Not familiar with fishing the river you mentioned. I was born n raised in South Amboy. Came south in 1980. Fished from Raritan Bay to Barnegat Inlet. Since I left a lot of things have changed for the better. I get home 2 - 3 times a year and first thing in the van is the fishing gear. You are close to some really good spring and fall bay fishing and you should not over look it. If you have access to a yak I understand, from a cousin, that the Raritan in New Brunswick holds some nice stripers.

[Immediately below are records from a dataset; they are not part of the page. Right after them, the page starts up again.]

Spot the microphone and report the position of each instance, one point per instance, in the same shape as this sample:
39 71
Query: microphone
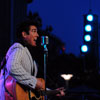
44 40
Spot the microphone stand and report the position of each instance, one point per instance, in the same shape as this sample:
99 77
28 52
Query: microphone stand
45 61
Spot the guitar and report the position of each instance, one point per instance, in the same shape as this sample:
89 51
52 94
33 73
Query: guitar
16 91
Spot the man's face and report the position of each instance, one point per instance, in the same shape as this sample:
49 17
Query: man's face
32 36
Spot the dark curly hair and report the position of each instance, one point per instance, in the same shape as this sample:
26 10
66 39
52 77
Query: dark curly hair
24 26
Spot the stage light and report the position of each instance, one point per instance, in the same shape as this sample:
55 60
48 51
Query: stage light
88 28
67 76
87 38
84 48
90 17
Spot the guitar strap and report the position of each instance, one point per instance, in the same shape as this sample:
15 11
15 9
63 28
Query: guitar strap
29 94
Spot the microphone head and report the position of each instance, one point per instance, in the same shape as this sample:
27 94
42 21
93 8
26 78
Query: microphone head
44 40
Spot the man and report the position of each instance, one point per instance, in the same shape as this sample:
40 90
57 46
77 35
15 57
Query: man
19 62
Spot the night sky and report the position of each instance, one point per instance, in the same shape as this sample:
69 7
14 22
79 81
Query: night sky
66 18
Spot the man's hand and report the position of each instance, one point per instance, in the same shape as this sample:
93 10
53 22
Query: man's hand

My wife and I are scheduled to visit our moms for Easter. There should be some early striper activity from the bay beaches by then. By the end of April the bay ought to be full of brute blues which can easily be taken from various locations. Got too much info to cover here. E-mail me at yahoo.

giacommin


----------



## RuddeDogg (Mar 20, 2004)

*If ya*

Ever get down to south jersey hit me up.


----------



## BLUESMAN (Nov 4, 2003)

*The River*

If the river you're referring to is the Delaware there are numerous fisheries there. The north end being more sweet water and the south being more salt water. There are two striper related sites that I visit with good reporting on the south end and the New Jersey Fisherman has a column on the Delaware.

Catch and Release Stripers in the south March - April.


----------



## STRIPASAURUS (Apr 6, 2003)

Welcome to NJ !!!! LUUUUVVVV the taxes!!!

Git'r done!!!


----------